The cancellations came quickly and in rapid succession. Within days of President Trump’s first executive order restricting travelers from seven Muslim-majority countries, a number of European travel groups pulled their plans, amounting to a loss of 2,000 overnight stays for Hostelling International USA.
The ban would complicate travel for citizens of the countries cited — among them Iran, Syria and Libya. But Canadians and Europeans and others were dropping their plans, too. As group organizers put it, people suddenly had an unsettling sense that the United States wasn’t as welcoming a place as it once was.
The result was a wave of withdrawals. “Getting those cancellations all at once, that was startling,” said Russ Hedge, chief executive of HI USA, which oversees 52 hostels across the country. “We’ve never seen something like that.”
From hostels to major hotel chains such as Marriott, tour group operators to outfits that cater to business travelers, the toll of Trump’s proposals on the nation’s tourism industry has been swift. Some say long-term damage has been done.
And it could be compounded by recent reports of Trump administration plans to implement “extreme vetting” of foreign travelers. Visitors — including those from allies such as France and Germany — could be pressed to turn over mobile phone contacts, social media passwords and financial records, according to a Wall Street Journal report.

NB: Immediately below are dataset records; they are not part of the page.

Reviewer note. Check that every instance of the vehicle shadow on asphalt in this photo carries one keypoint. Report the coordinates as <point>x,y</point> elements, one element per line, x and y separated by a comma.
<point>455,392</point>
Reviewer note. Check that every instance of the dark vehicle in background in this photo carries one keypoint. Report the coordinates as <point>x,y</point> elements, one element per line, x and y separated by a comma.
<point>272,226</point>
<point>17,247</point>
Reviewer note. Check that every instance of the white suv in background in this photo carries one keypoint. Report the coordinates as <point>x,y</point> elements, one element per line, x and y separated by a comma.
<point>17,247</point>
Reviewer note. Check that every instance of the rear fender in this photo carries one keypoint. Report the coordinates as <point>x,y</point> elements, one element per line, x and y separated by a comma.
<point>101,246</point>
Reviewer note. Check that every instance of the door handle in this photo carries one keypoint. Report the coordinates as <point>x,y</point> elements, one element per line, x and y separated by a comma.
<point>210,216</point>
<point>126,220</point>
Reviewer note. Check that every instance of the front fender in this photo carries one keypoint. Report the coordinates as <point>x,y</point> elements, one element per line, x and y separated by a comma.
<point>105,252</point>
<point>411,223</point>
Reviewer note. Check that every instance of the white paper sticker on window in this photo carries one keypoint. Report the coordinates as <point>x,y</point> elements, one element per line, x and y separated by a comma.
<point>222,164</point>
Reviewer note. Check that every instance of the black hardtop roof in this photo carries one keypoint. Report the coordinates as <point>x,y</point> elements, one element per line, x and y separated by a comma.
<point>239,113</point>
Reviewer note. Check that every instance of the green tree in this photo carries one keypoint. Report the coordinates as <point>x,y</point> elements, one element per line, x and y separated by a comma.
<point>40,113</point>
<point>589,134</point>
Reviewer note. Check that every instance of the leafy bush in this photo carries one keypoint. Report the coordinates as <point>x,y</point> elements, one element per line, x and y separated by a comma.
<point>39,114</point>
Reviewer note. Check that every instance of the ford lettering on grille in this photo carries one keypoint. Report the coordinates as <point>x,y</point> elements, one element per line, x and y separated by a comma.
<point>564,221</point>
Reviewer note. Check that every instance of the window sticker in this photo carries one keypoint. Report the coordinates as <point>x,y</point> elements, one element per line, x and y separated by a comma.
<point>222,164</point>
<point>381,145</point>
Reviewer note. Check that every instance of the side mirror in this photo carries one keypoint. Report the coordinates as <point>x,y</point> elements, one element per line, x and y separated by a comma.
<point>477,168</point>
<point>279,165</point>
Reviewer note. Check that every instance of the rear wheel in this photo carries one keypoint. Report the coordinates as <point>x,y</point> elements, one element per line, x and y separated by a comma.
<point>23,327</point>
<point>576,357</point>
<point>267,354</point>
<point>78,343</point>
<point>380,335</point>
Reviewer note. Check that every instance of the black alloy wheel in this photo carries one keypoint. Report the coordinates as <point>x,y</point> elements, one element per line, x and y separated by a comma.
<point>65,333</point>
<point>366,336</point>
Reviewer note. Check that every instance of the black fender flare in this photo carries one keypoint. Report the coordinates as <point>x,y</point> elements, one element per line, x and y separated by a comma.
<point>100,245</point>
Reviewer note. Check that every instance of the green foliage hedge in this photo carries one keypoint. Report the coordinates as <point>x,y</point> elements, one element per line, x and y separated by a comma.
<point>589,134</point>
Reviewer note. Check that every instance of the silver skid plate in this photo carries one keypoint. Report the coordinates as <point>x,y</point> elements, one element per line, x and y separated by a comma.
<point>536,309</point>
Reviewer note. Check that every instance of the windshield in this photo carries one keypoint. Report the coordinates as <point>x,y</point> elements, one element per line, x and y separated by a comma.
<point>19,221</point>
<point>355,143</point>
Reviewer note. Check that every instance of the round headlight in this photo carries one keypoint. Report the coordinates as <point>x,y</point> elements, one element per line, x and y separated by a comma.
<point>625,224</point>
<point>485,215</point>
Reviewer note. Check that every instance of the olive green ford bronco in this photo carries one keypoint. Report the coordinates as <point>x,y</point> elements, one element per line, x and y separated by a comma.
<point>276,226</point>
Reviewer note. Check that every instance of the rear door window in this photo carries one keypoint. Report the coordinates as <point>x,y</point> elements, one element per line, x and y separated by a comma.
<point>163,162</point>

“The travel ban is only a negative at this point,” said Michael Bellisario, an analyst for the investment bank Robert W. Baird & Co. “It hurts travel, regardless of whether we’re talking about one of the six banned countries or not,” he said, referring to the second, revised entry ban.
Demand for flights to the United States has fallen in nearly every country since January, according to Hopper, a travel-booking app that analyzes more than 10 billion daily airfare price quotes to derive its data. Searches for U.S. flights from China and Iraq have dropped 40 percent since Trump’s inauguration, while demand in Ireland and New Zealand is down about 35 percent. (One exception: Russia, where searches for flights to the United States have surged 60 percent since January.)
The result could be an estimated 4.3 million fewer people coming to the United States this year, resulting in $7.4 billion in lost revenue, according to Tourism Economics, a Philadelphia-based analytics firm. Next year, the fallout is expected to be even larger, with 6.3 million fewer tourists and $10.8 billion in losses. Miami is expected to be hit hardest, followed by San Francisco and New York, the firm said.
The administration’s travel ban deals a blow to an industry that has only recently recovered from a $600 billion loss following the Sept. 11, 2001, attacks.
“In the aftermath of 9/11, at first people didn’t feel safe coming here, and then they didn’t feel welcome,” said Jonathan Grella, an executive vice president at the U.S. Travel Association. “Our industry still refers to that as ‘the lost decade.’ There is a very real risk that that could happen again.”